The ACT Government has joined its NSW/VIC peers and cashed-in on the population ponzi, using its monopoly on land sales to halve the Territory’s Budget deficit. From The Canberra Times:
Population growth and the territory government’s aggressive land sales agenda has boosted the ACT’s coffers by $82 million this financial year, helping halve the 2017-18 budget deficit to $41 million.
The territory government’s mid-year budget review, due to be released publicly on Tuesday, has shown a $45 million increase in Commonwealth GST revenue this year, thanks to updated 2016 Census quantifying population growth at about 7000 extra ACT residents.
But the government’s bottom line was also boosted by an extra $20.7 million in dividends and income tax equivalent payments linked to land sales in the Jacka 2 subdivision, Kingston and the Hume industrial estate.
Across the board, the boost to territory coffers has brought down the $83.4 million deficit this year, as estimated in last year’s budget, to $41.5 million, with the latest estimates predicting an $11 million surplus in 2018-19, compared to the $9.7 million predicted last year.
The review also suggests the government’s land sales agenda – often criticised as prioritising revenue over housing affordability – will not be slowing down any time soon.

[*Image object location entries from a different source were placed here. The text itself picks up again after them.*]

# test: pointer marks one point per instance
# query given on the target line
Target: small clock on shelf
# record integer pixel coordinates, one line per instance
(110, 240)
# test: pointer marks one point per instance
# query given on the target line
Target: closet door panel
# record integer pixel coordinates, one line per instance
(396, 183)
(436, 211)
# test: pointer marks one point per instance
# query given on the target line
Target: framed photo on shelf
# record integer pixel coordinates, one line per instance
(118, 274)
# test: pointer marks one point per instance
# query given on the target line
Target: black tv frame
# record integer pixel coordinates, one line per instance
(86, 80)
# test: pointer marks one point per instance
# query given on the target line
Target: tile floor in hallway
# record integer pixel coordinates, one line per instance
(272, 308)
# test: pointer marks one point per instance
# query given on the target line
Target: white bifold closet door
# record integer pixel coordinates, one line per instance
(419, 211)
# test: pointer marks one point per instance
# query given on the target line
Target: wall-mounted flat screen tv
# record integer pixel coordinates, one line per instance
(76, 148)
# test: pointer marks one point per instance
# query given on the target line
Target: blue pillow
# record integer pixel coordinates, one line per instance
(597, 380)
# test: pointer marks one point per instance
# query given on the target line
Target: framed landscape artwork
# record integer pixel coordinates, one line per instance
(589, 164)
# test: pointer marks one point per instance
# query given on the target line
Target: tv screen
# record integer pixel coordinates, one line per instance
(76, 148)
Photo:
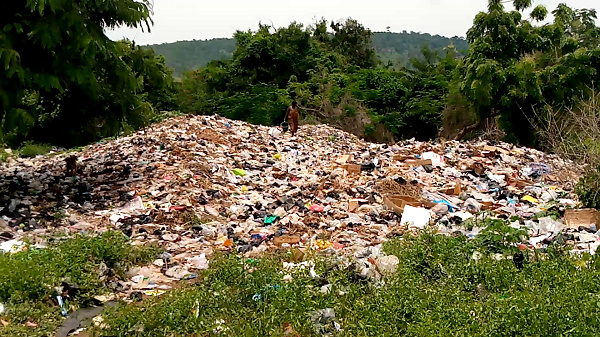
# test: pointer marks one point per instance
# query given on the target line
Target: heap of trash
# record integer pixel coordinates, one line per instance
(198, 184)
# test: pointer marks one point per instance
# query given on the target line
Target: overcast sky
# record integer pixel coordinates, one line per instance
(177, 20)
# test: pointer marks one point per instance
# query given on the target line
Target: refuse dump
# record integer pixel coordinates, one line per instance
(200, 184)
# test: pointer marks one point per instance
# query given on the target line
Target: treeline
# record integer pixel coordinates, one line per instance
(66, 83)
(394, 48)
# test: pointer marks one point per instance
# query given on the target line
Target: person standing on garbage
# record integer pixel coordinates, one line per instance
(293, 115)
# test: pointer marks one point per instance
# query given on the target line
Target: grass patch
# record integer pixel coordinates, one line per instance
(439, 290)
(32, 150)
(28, 279)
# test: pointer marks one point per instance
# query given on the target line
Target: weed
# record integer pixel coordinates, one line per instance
(32, 150)
(439, 290)
(28, 279)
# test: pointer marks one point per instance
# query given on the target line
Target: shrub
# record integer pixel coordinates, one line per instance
(588, 189)
(32, 150)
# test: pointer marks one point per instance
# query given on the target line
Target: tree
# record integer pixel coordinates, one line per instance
(514, 67)
(56, 55)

It estimates a further $26.2 million in land sales related revenue for 2018-19, before falling to $9.4 million in 2019-20 and up again to $80.4 million in 2020-21…
It’s like a perpetual motion machine, isn’t it? Just bring in more people, sell land to them at inflated prices and collect more GST revenue from the federal government. Sweet as.
Of course, if you don’t reinvest in infrastructure to keep pace with the population growth, then residents’ living standards are eroded as roads, schools and hospitals become crush-loaded. We have already witnessed this in Gungahlin in Canberra’s north (read here).
Moreover, what happens when the ACT Government runs out of land to sell?